Compared to organic photo-oxidants with short-lived electronically excited states such as acridinium dyes,[68−70] CrIII polypyridines seem to benefit from a substantially increased kinetic reactivity. Acridinium dyes typically react from singlet excited states with lifetimes on the order of a few nanoseconds, whereas [Cr(dqp)2]3+ exhibits a 2E/2T1 excited state lifetime on the millisecond timescale in deaerated solution and 31 μs in air-saturated acetonitrile at 20 °C. Remarkably, the above-mentioned photostability is maintained in aerated solution (Figure b), which opens the door to photoredox reactions under aerobic conditions, whereby oxygen typically acts to recover the initial catalyst state following its photo-reduction by a substrate.
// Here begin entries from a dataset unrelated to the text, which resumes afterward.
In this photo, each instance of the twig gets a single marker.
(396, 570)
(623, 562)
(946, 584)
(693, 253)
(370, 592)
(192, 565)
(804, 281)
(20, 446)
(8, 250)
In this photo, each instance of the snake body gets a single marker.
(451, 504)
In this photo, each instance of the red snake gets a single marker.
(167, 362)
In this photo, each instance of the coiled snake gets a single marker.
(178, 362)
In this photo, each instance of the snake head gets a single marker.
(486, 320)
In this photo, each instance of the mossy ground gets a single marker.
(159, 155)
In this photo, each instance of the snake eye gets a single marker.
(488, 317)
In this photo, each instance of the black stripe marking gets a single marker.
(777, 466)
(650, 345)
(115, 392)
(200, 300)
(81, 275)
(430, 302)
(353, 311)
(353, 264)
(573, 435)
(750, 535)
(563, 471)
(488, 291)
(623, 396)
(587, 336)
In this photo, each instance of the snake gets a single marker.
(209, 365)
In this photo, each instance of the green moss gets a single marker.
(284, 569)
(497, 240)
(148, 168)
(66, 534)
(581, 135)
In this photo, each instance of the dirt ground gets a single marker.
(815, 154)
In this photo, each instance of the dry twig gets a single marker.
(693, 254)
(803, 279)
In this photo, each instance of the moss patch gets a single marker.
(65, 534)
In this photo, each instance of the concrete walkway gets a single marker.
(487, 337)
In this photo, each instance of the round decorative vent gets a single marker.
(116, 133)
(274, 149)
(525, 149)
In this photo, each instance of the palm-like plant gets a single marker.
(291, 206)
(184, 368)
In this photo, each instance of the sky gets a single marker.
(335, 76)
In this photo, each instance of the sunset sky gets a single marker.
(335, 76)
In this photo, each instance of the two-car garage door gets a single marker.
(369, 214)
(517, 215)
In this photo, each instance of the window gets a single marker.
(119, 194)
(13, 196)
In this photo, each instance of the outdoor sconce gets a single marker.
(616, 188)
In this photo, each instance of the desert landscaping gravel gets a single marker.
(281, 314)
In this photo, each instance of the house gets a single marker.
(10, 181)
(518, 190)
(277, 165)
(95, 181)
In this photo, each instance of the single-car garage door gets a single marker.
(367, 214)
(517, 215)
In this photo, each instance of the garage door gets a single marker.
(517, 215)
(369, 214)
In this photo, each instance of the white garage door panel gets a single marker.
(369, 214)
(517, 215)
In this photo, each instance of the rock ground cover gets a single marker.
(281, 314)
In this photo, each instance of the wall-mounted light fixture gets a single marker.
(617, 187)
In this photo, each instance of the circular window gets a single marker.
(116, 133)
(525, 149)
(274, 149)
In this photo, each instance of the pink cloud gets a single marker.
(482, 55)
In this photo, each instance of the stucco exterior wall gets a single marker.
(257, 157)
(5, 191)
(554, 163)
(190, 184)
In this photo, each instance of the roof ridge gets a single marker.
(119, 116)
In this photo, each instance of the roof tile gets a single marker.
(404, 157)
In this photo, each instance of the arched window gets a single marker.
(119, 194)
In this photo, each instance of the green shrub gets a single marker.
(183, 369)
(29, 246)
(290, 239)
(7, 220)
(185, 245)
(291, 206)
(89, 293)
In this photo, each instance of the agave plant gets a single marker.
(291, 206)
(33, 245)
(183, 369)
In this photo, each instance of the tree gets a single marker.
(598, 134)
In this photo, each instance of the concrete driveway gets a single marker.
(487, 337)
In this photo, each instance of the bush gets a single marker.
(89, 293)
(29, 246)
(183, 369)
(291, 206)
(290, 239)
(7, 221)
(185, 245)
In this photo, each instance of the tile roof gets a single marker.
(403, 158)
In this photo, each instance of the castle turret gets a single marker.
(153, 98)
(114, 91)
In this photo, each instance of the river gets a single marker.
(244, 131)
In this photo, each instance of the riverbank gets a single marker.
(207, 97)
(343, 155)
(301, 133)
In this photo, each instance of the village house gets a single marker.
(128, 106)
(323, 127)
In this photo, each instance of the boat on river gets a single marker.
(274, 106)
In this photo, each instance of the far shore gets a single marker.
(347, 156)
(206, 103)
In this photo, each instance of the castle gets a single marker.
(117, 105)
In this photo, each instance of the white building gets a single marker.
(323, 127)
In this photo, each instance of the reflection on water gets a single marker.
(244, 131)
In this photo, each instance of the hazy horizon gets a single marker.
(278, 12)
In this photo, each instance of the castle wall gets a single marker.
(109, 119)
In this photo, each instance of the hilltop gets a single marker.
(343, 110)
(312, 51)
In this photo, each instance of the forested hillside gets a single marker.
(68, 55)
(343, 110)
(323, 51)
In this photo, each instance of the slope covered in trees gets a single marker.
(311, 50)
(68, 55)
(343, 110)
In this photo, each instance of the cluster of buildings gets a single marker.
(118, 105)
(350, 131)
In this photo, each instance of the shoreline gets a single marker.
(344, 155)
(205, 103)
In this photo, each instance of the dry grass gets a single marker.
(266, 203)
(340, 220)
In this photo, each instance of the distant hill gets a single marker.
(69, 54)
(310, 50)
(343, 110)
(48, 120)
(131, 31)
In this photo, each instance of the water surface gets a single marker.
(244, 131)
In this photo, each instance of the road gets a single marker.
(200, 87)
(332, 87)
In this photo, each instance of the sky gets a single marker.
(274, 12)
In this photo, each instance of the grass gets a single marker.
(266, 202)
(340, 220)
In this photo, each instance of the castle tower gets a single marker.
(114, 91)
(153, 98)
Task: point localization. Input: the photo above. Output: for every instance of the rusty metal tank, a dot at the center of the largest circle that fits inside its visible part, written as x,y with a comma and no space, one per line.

New ligand designs for CrIII continue to be published and a recently disclosed complex surpassed the excited-state properties of the prototypical d6-metal-based [Ru(bpy)3]2+ in several respects.[39] However, until now, the photoredox properties of CrIII might have been underappreciated, and we hope that our study contributes to the general understanding of photocatalysis based on first-row transition-metal compounds. Now, as an increasing number of complexes based on different Earth-abundant transition metals with photoactive excited states in solution are discovered,[114−118] it seems possible that some of them will be amenable to unusual photochemical applications that are not necessarily viable with traditional precious-metal-based compounds.